Fim de dia

"Me beije, seu idiota!", disse-me o meu gato persa ontem à noite, no momento em que entrei pela porta de casa.

Imediatamente senti uma náusea fria no fundo do estômago. Aquele sentimento primário que nos assalta quando pressentimos que algo de muito errado se está a passar, o vestígio emocional dos tempos remotos em que os nossos antepassados primatas pressentiam uma cauda de felino entre a erva alta das pradarias africanas.

É que o meu gato odeia ser beijado, para além de nunca o ter ouvido falar antes com sotaque brasileiro.

Lembrava-me claramente de ter tomado a minha medicação nessa manhã, após o meu chefe me ter pedido para pelo menos vestir umas calças no local de trabalho, pelo que não podia ser isso.

Pousei cautelosamente a mala no chão enquanto passava rapidamente os olhos pela sala, à procura de qualquer coisa fora do normal. A minha esposa sorria para mim, beatificamente, da porta da cozinha. O bebé dormia, descansado, sonhando certamente com uma mijadela particularmente satisfatória. A televisão estava ligada, embora ninguém a estivesse a ver, a passar mais uma das intermináveis novelas brasileiras: em cena, uma actriz qualquer beijava sofregamente o galã do dia. Tudo normal.

Voltei a olhar para a minha gata, que me mirava de olhos semicerrados, sentada em cima da mesa. "Desculpa?" Perguntei eu, meio atarantado. "Nowwwwwwww!", exigiu ela assertivamente. O sentimento de náusea agudizou-se. Onde é que o bicho teria aprendido inglês?

Resolvi fazer de conta que nada de estranho se passava. Aproximei-me da mesa, segurei carinhosamente a cabeça peluda e apliquei-lhe um chocho demorado no focinho. O bicho ainda tentou o linguado, mas existem limites para a minha degradação moral.

Apesar de tudo, não foi inteiramente desagradável. Os rijos bigodes e o intenso hálito a peixe levaram-me de volta à adolescência, e à Srª Valentina, a peixeira que me roubou a inocência nos frios becos do Cais do Sodré.

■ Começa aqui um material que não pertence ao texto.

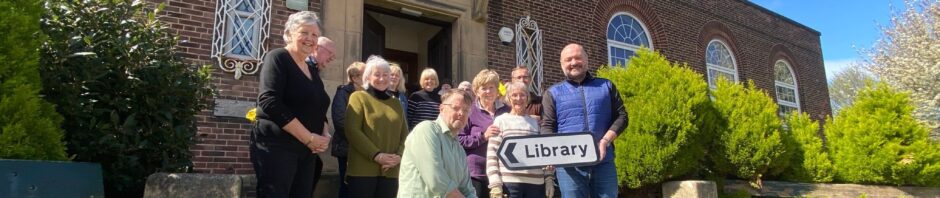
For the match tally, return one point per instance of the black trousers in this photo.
(524, 190)
(284, 172)
(369, 187)
(481, 186)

"E eu?", perguntaram os olhos da minha esposa, agora ao meu lado, ao endireitar-me do ósculo felino. Beijei, profunda e demoradamente, a mulher que fez de mim um homem. O sentimento de náusea desvaneceu-se de imediato.

Sorri e fiz a pergunta certa, ao sentar-me no sofá, perto o suficiente para acariciar a face do meu filho adormecido, "como foi o teu dia, amor?". A minha esposa respondeu-me, falando durante alguns minutos. Não entendi a maior parte do que ela disse, nunca entendo, mas algumas palavras soltas aqui e ali, associadas ao tom de voz usado, foram-me dando indicações sobre quando assentir com a cabeça. Eu acho que ela fala português, mas seja por que motivo for, em dez felizes anos de casado, nunca entendi patavina do que a minha esposa diz. Julgo mesmo que esse é o segredo de um casamento feliz: um canal de comunicação completamente fechado.

O abrandar do ritmo e a subida acentuada do tom de voz indicou-me que ela me perguntava algo. "Igual aos outros, sabes como é, tudo na mesma", respondi eu. Já devia chegar, pelo menos até ao jantar.

Desliguei a televisão, onde continuava o festim de lambuzice, para não dar mais ideias à minha gata. Reclinei-me para trás e fechei os olhos, enquanto esperava pelo café que a minha esposa certamente me traria nos próximos minutos. No silêncio carregado das respirações dos que amo, as vozes continuaram a tagarelar na minha cabeça, como sempre, aliás. Prestei-lhes atenção por um momento: a minha libido estava a discutir a nova campanha da Triumph com a minha moralidade religiosa, enquanto o ego reptiliano repetia incessantemente "come, come, come, come, come, come" e o pseudo-intelectual declamava estranhos versos de três linhas, que nem sequer rimavam. A confusão do costume, portanto.

Um movimento fez-me abrir os olhos. A habitual chávena de café. "Obrigado", disse eu com um sorriso, ao que a minha linda mulher respondeu algo que não percebi.

Fechei novamente os olhos e deixei os minutos passarem. O café arrefeceu, era para receber, não para beber. O gato poliglota enroscou-se ao meu lado. O bebé respirou fundo no seu sonho. A minha esposa cantarolou algo na cozinha (não consegui entender a letra). As vozes na minha cabeça sossegaram, pouco a pouco.

Adormeci.

Sonhei com uma mijadela particularmente satisfatória.